Why Choose PDFdrive for Your Free Machine Learning in Bioinformatics of Protein Sequences: Algorithms, Databases and Resources for Modern Protein Bioinformatics Download?

100% Free: No hidden fees or subscriptions required for one book every day.
No Registration: Immediate access is available without creating accounts for one book every day.
Safe and Secure: Clean downloads without malware or viruses
Multiple Formats: PDF, MOBI, Mpub,... optimized for all devices
Educational Resource: Supporting knowledge sharing and learning

Frequently Asked Questions

Is it really free to download Machine Learning in Bioinformatics of Protein Sequences: Algorithms, Databases and Resources for Modern Protein Bioinformatics PDF?
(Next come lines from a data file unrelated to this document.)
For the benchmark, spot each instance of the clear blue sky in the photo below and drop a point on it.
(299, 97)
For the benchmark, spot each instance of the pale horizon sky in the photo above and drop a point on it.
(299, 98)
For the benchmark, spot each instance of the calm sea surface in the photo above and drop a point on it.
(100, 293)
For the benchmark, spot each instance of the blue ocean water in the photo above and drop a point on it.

Yes, on https://PDFdrive.to you can download Machine Learning in Bioinformatics of Protein Sequences: Algorithms, Databases and Resources for Modern Protein Bioinformatics by Łukasz Kurgan completely free. We don't require any payment, subscription, or registration to access this PDF file. For 3 books every day.
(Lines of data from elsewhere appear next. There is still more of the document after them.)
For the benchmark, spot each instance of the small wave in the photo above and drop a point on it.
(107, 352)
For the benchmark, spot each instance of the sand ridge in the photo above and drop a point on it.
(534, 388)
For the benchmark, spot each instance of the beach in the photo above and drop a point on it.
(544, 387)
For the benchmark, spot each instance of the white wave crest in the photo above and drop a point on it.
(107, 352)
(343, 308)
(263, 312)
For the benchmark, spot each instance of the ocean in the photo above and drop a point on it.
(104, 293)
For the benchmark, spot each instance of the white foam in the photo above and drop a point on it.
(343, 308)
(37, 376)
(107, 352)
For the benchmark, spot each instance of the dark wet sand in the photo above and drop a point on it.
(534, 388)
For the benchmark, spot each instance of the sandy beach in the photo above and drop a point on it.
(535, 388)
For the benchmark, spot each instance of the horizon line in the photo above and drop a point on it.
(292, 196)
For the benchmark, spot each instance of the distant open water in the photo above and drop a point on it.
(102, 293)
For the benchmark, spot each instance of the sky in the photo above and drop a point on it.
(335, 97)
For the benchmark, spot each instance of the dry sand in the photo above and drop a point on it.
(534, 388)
How can I read Machine Learning in Bioinformatics of Protein Sequences: Algorithms, Databases and Resources for Modern Protein Bioinformatics on my mobile device?

After downloading Machine Learning in Bioinformatics of Protein Sequences: Algorithms, Databases and Resources for Modern Protein Bioinformatics PDF, you can open it with any PDF reader app on your phone or tablet. We recommend using Adobe Acrobat Reader, Apple Books, or Google Play Books for the best reading experience.

Is this the full version of Machine Learning in Bioinformatics of Protein Sequences: Algorithms, Databases and Resources for Modern Protein Bioinformatics?

Yes, this is the complete PDF version of Machine Learning in Bioinformatics of Protein Sequences: Algorithms, Databases and Resources for Modern Protein Bioinformatics by Łukasz Kurgan. You will be able to read the entire content as in the printed version without missing any pages.

Is it legal to download Machine Learning in Bioinformatics of Protein Sequences: Algorithms, Databases and Resources for Modern Protein Bioinformatics PDF for free?

https://PDFdrive.to provides links to free educational resources available online. We do not store any files on our servers. Please be aware of copyright laws in your country before downloading.

The materials shared are intended for research, educational, and personal use in accordance with fair use principles.